In summary: Without positional confounds, Transformers are a powerhouse at retrieval. Length generalization is effortless. At or above 2, head dimension does not limit retrieval capacity at all. Retrieval is geometry-driven and contains three mechanisms: separation (of hidden state geometry into a dense spherical code), projection (of the code from the hidden state), and amplification (to sharpen/saturate softmax).
Some other fun implications:
- Models can represent features in dense spherical codes, not just orthogonal axes or superpositions.
- Retrieval heads appear to cripple their own gradients upon formation.
- Mainstream positional encodings aren't designed with retrieval in mind, and are antagonistic to it.
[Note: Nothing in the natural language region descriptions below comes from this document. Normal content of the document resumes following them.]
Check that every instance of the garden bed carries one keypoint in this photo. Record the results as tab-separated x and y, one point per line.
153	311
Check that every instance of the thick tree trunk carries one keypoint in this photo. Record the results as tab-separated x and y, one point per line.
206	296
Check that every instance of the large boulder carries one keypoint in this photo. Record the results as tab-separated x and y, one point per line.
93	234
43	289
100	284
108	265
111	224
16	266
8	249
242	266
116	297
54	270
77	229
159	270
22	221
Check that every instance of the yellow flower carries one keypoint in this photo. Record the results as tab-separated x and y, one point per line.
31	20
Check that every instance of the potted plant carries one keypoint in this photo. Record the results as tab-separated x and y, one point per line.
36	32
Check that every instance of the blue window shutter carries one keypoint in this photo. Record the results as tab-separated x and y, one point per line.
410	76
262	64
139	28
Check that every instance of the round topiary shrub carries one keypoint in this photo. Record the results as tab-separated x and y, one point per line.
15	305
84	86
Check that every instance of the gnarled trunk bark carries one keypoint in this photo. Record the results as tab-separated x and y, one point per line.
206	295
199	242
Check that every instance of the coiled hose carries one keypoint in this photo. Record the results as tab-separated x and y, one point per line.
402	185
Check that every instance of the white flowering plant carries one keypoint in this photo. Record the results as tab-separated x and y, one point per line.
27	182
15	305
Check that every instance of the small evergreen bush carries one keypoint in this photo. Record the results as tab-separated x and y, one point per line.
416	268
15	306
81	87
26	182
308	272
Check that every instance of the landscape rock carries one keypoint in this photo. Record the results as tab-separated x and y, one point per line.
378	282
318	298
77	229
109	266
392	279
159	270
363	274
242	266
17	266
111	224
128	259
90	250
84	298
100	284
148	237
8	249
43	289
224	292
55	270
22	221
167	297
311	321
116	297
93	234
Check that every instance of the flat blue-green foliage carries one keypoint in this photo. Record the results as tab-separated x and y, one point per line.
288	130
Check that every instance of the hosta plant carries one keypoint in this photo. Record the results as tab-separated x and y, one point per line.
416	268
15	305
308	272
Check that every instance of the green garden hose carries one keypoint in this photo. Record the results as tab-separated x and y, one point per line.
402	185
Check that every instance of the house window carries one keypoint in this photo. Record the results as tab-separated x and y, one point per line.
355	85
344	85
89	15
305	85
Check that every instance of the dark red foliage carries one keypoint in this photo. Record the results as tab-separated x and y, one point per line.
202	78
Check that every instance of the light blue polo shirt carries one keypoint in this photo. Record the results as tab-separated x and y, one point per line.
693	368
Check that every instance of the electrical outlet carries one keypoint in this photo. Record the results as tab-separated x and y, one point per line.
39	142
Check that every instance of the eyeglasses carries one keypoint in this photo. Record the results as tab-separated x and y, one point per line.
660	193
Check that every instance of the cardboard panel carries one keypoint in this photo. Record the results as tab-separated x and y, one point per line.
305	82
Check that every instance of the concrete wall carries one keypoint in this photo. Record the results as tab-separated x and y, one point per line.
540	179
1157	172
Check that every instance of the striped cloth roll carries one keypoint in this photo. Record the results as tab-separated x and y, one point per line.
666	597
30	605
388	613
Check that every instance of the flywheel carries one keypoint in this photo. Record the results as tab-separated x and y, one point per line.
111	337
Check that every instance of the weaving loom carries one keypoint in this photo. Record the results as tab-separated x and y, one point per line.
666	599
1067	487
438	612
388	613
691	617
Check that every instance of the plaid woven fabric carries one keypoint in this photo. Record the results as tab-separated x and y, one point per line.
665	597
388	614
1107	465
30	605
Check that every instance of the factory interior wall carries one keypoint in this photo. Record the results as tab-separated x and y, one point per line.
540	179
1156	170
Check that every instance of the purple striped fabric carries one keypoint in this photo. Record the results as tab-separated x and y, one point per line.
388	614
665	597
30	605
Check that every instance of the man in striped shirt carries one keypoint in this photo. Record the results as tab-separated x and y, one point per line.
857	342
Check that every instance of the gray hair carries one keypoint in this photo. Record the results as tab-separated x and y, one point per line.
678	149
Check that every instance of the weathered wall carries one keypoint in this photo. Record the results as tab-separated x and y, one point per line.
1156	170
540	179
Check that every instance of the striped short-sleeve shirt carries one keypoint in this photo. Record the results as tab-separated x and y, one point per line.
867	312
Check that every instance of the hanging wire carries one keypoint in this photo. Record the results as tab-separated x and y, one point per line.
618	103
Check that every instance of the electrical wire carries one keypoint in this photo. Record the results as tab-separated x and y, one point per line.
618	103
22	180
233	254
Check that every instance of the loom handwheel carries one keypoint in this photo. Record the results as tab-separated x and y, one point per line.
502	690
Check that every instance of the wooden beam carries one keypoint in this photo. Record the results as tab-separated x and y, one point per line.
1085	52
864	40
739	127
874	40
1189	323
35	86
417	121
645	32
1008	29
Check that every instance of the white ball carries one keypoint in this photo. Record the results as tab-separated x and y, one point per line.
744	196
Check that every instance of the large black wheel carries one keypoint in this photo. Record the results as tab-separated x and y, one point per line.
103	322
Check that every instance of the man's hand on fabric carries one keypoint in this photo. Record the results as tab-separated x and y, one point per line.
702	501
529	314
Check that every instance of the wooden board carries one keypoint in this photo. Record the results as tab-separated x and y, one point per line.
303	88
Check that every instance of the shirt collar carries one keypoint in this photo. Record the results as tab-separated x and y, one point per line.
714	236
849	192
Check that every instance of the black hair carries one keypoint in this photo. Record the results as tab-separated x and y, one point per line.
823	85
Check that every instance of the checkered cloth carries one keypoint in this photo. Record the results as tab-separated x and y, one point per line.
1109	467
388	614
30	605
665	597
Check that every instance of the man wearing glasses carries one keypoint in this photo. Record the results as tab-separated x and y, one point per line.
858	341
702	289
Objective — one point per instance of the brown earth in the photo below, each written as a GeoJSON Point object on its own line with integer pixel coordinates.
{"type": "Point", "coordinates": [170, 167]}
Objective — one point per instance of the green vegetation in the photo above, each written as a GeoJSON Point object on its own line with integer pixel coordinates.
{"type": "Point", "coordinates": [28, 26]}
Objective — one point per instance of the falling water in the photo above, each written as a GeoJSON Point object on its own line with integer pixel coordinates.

Followup experiments hint that simply including a PE is catastrophic for retrieval.
- Length generalization failures should be mostly PEs warping the learned code so separations become alignments and alignments become separations.
- "Out-of-distribution" can be seen as "never accounted for in the spherical code". If it hasn't been seen it cannot be separated, and if it hasn't been separated it cannot be distinguished.
Preprint here: https://zenodo.org/records/19359748 (Still fishing for an arXiv endorsement...)
Github repo here: https://github.com/tmaselko/paper-attncap
You can replicate the headline results in five minutes on a 4090, or the whole paper in 20-30 hours if so inclined.
I'd be happy to answer any questions, I'm kinda starved for feedback on this.